Remembering a mockingbird

February 22nd, 2016

Harper Lee never enjoyed being in the spotlight. It’s not because she shied away from telling a powerful story, but because it’s hard to be the focus of the spotlight while focusing the light itself. “To Kill a Mockingbird,” is more than the greatest American Novel; it is an unassuming vessel in which the Gospel walks around in our own skin. It’s one thing to hear the parable of the good Samaritan from the pulpit or bible study, and know that we should be a neighbor to all, but inviting my Deep South neighbor into a familiar Maycomb courtroom so that our holy imaginations can expand beyond our cultural assumptions, changes the very images we see when we close our eyes and think of the “other.”

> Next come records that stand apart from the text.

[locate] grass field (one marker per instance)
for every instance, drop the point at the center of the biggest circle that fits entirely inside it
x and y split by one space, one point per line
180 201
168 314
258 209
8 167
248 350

Lee taught us how to tell our own story through Scout’s adventures, to meet violence with a lamp, rocking chair, and a newspaper, to question our assumptions that we just know are true, and to never fear reaching out to the graceful and mysterious Boo Radleys of the world. A book is a funny thing. The words on the page are bound together with spine and covers, but the idea within it is as timeless and unbound as Lee herself is as she now rests in the heart of God. Lee suggested that a mockingbird simply sings a song for all to enjoy, but the song she sang continues to disrupt our neat Maycomb lines in which we want everything to fit and know its place. Harper Lee will be missed, but her story will continue to focus an incarnational light shining toward justice.


Matt Rawle is the author of The Faith of a Mockingbird, which uses Lee's characters to explore Christian faith, theology, and ethics.